El mérito declinado en meritocracia se ha convertido en un dogma de la nueva religión de nuestro tiempo, la del negocio y el consumo, una religión que en Occidente ha suplantado al cristianismo.
Luigino Bruni
publicado en Messaggero di Sant'Antonio el 04/03/2025
Tuve la ocasión una noche de escuchar una transmisión de Radio1 sobre el tema del mérito, particularmente sobre el mérito en la escuela. El conductor del programa no tenía idea del debate cultural y científico acerca del mérito, que es antiquísimo: un punto de partida es el libro de Job, luego los Evangelios, San Agustín, Pelagio, Lutero… Los dos invitados estaban entusiasmados con la revolución del mérito que se puso en marcha en Italia. Entonces, sin ninguna opinión contraria, hacían propaganda del nuevo verbo meritocrático. Uno de los invitados, para explicar la urgencia vital de introducir el mérito en la escuela – como lo revela el preocupante cambio de nombre del Ministerio de Educación –, usaba la metáfora del deporte para hablar de la escuela. Y afirmaba: todos tienen derecho a hacer actividad deportiva, pero solo los más capaces ganan medallas; así debería ser también en la escuela: todos deben ir a la escuela, pero se necesita construir un sistema en el que los mejores puedan ganar medallas. Se presentaba al mérito como al gran ausente de nuestra escuela, una escuela nivelada y no meritocrática por la que nuestros mejores estudiantes no pueden florecer, además por la triste particularidad de clases con alumnos con problemas de aprendizaje que están, lamentablemente, en las mismas clases de los más capaces, por culpa de una sociedad pietista y católica que daña a los mejores, que son entorpecidos por los menos capaces.
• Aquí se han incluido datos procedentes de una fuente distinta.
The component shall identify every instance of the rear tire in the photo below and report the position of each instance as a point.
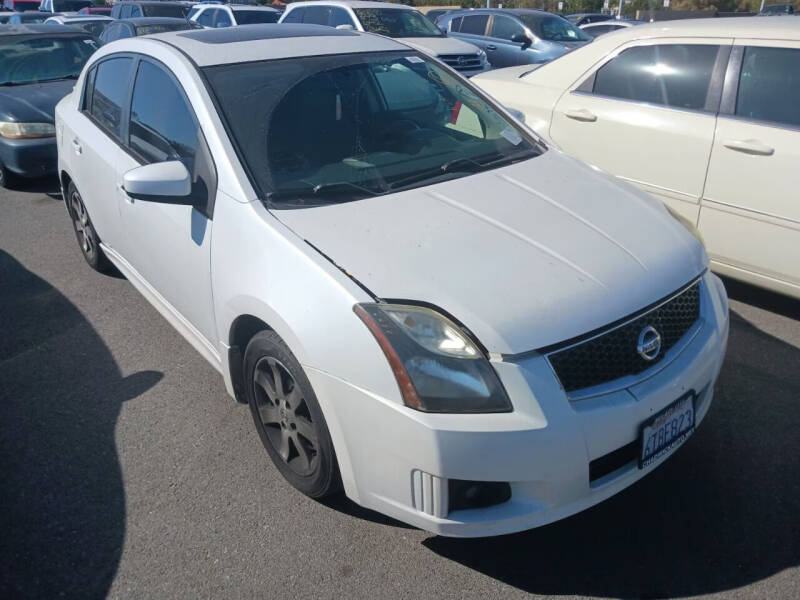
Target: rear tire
(288, 417)
(88, 240)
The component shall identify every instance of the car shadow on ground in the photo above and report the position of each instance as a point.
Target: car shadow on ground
(720, 514)
(62, 503)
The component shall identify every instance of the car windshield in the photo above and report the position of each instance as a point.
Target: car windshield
(166, 10)
(396, 22)
(34, 59)
(554, 29)
(150, 29)
(329, 129)
(248, 17)
(70, 5)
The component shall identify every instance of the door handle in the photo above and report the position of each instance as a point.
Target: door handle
(581, 114)
(749, 147)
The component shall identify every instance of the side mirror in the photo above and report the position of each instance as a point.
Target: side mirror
(521, 38)
(167, 183)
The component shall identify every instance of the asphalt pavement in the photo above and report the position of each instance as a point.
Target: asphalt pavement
(127, 472)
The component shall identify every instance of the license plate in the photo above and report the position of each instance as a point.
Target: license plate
(665, 431)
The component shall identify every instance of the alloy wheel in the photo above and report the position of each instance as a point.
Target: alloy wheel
(285, 416)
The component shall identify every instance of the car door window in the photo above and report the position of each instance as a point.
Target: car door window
(505, 28)
(474, 24)
(162, 126)
(109, 92)
(206, 18)
(295, 16)
(317, 15)
(223, 19)
(340, 16)
(676, 75)
(769, 85)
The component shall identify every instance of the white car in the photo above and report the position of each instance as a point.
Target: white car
(420, 301)
(701, 113)
(403, 23)
(212, 16)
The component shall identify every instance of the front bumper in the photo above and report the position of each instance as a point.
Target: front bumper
(34, 157)
(397, 461)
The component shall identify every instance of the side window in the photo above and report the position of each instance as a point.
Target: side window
(340, 16)
(676, 75)
(206, 18)
(317, 15)
(162, 124)
(295, 16)
(505, 28)
(223, 19)
(109, 92)
(474, 24)
(769, 85)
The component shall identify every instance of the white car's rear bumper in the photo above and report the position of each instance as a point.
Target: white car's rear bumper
(397, 460)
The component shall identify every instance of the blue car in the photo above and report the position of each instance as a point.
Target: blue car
(513, 37)
(38, 67)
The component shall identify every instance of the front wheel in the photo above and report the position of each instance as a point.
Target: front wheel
(288, 417)
(84, 231)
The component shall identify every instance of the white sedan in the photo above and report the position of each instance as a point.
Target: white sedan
(421, 302)
(702, 113)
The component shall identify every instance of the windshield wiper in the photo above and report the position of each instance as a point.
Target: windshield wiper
(322, 190)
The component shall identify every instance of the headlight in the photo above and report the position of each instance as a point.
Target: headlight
(437, 366)
(686, 223)
(11, 129)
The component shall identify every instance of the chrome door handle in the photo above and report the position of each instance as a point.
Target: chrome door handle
(749, 147)
(581, 114)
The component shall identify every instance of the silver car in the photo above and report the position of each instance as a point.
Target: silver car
(514, 37)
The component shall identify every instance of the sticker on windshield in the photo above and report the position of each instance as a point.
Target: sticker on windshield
(511, 135)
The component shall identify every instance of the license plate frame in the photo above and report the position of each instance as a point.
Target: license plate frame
(662, 417)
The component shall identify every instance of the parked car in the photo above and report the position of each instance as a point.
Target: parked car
(703, 114)
(94, 25)
(96, 10)
(125, 28)
(514, 37)
(227, 15)
(38, 66)
(597, 29)
(159, 8)
(21, 5)
(420, 301)
(403, 23)
(579, 19)
(30, 17)
(62, 6)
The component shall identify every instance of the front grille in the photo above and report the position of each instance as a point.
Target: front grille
(461, 62)
(613, 354)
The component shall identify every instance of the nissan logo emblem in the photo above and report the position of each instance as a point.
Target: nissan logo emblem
(649, 345)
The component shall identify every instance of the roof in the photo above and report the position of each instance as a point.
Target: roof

Una experiencia nocturna que nos dice cómo están cambiando rápida y radicalmente los valores compartidos sobre nuestra sociedad, sobre nuestra economía, sobre nuestra escuela. El mérito declinado en meritocracia ya se ha vuelto un dogma de la nueva religión de nuestro tiempo, o sea la del negocio y el consumo, una religión que en Occidente suplantó al cristianismo y que pronto sustituirá también a las religiones no occidentales. Y como todos los dogmas, se presenta como una realidad primaria que hay que asumir como verdadera, sin ponerla seriamente en discusión, si uno no quiere quedar afuera del credo de la religión. Si no detenemos rápido esta deriva meritocrática, pronto nos encontraremos con clases especiales para niños “discapacitados”, para que los “normales-dotados” puedan estudiar sin molestias, y así tiraremos a la basura dos mil años de cristianismo y siglos de fraternidad civil. Y Heródes habrá vencido.
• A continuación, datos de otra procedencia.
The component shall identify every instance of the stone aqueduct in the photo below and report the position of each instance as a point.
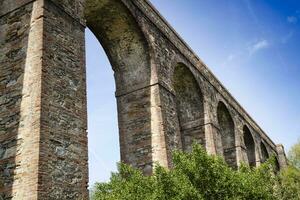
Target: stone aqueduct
(166, 96)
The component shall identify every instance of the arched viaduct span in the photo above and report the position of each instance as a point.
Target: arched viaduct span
(166, 96)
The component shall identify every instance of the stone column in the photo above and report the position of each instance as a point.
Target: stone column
(43, 140)
(283, 162)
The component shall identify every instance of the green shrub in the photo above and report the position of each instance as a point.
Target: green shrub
(197, 176)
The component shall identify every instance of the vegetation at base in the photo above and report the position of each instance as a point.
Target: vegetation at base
(199, 176)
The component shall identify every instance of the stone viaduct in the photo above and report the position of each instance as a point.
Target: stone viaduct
(166, 96)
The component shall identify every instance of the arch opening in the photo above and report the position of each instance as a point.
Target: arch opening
(123, 41)
(264, 152)
(121, 37)
(226, 126)
(190, 109)
(250, 146)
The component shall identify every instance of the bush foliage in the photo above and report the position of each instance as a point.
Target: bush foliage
(197, 176)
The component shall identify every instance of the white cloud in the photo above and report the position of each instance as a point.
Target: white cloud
(292, 19)
(261, 44)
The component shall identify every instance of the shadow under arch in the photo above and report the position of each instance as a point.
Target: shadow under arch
(264, 152)
(127, 50)
(189, 105)
(226, 126)
(250, 146)
(123, 41)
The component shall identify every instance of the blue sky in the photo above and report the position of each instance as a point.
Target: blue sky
(253, 47)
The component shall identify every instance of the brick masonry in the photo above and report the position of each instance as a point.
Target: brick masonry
(167, 97)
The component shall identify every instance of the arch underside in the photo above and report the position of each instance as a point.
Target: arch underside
(190, 110)
(264, 152)
(127, 49)
(250, 146)
(123, 41)
(226, 126)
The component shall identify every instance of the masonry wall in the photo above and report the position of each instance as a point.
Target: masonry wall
(43, 102)
(167, 98)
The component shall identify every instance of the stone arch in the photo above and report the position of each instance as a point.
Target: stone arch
(123, 41)
(250, 146)
(264, 152)
(226, 126)
(127, 49)
(190, 108)
(277, 165)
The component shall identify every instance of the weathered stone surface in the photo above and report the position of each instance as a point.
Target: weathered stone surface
(167, 98)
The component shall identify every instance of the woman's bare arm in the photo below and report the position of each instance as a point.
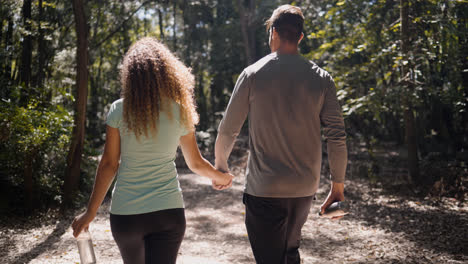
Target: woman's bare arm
(104, 176)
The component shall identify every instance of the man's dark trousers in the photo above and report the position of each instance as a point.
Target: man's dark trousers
(274, 227)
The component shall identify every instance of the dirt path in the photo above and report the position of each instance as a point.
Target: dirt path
(383, 228)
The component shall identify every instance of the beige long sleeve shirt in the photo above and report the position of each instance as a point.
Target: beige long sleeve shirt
(288, 100)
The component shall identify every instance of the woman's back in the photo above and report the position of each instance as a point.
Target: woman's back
(147, 177)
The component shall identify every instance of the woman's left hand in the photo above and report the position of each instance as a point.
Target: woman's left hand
(82, 222)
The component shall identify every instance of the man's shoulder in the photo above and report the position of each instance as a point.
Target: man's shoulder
(321, 73)
(258, 65)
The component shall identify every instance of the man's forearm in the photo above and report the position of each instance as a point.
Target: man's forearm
(223, 148)
(338, 160)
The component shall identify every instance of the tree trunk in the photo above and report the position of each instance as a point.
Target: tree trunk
(72, 174)
(174, 28)
(161, 25)
(26, 54)
(41, 67)
(247, 27)
(410, 128)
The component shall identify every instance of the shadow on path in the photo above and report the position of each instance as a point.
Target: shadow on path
(45, 245)
(434, 229)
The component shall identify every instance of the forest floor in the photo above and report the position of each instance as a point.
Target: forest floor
(387, 225)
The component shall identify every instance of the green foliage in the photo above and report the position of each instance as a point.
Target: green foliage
(37, 132)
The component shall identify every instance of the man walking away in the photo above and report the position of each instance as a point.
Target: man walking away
(288, 100)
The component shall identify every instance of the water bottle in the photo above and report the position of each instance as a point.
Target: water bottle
(85, 248)
(336, 209)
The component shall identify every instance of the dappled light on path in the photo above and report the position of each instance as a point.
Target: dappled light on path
(382, 228)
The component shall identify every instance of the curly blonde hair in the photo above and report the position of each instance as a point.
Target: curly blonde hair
(151, 77)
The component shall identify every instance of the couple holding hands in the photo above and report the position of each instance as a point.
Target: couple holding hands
(289, 100)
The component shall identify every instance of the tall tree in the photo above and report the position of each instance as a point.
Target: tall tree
(407, 82)
(26, 56)
(247, 16)
(72, 174)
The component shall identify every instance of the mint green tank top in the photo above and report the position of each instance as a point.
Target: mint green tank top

Pienso en la experiencia de una amiga que es “maestra de apoyo” (expresión éticamente estupenda) en una escuela primaria, que me contaba un episodio con un chico con autismo. Un día les pidió que le cantaran la canción de los siete enanos de Blancanieves cuando van a trabajar. De improviso, toda la clase se puso a marchar con él. Una marcha que fue un don y una ayuda de la clase a ese niño, pero que antes educó a todos los alumnos. Si esos niños van a ser buenos ciudadanos y buenas personas dependerá de la calidad de las clases y de los enseñantes, cierto, pero también, y quizás más, de esos trencitos de amistad que los formarán a la vida laboral y civil, cuya calidad ética dependerá de la capacidad que tengan de ir a trabajar felices como esos siete enanos, con trabajadores diferentes a nosotros pero con los que tenemos que aprender a colaborar.
Entre las cosas más inquietantes de 1984, la novela de George Orwell, está el cambio de nombres de los ministerios del nuevo estado de Oceanía, entre ellos el “Ministerio del Amor” y el “Ministerio de la Verdad”. Los imperios cambian los nombres como le gustaría hacer a la magia, que cree que cambia la realidad manipulando sus palabras. Pero gracias a Dios, fuera de los cuentos, las cavernas no se abren diciendo “¡Ábrete sésamo!”. Se necesita mucho más.